According to website iJailbreak, the flaw uncovered in August by "pod2g" has been fixed.

The bug was related to how previous iterations of iOS handled incoming SMS messages, with the system supporting certain optional features in the SMS specification's User Data Header, including a "reply to" address. A malicious user was able to send spoofed SMS messages to an iPhone owner using any chosen reply number. Because not all phones support the advanced feature, most carriers neglect to check that part of the message, meaning the the vulnerability was seemingly limited to iPhone users.

With iOS 6, Apple has reportedly patched the flaw, no longer allowing SMS spoofing to trick iPhone users into thinking they are receiving a message from a known party.

Comments

  • Reply 1 of 4
    gtrgtr Posts: 3,231member


    Now all Apple has to do is fix the problem at its source and get somebody to go patch the hacker...

  • Reply 2 of 4
    djsherlydjsherly Posts: 1,031member


    As i understand, iPhone's implementation was, er, unique among manufacturers for this aspect of SMS?

  • Reply 3 of 4
    djsherly wrote: »
    As i understand, iPhone's implementation was, er, unique among manufacturers for this aspect of SMS?

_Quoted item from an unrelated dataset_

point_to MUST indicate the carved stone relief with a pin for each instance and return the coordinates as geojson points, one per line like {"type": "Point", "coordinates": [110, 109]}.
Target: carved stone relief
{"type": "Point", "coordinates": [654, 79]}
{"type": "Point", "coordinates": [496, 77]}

    From all the articles I read, it was a flaw in many smart and dumb phones. It was also a non issue unless you actually responded to an unknown text aka they can't spoof your friends, if you don't respond to the random text?
  • Reply 4 of 4
    djsherlydjsherly Posts: 1,031member

    Quote:

    Originally Posted by Spacepower View Post





    From all the articles I read, it was a flaw in many smart and dumb phones. It was also a non issue unless you actually responded to an unknown text aka they can't spoof your friends, if you don't respond to the random text?


     


    From the linked article which exposed the issue (http://www.pod2g.org/2012/08/never-trust-sms-ios-text-spoofing.html), not true:


     


    "On iPhone, when you see the message, *it seems to come from the reply-to number*, and you loose track of the origin."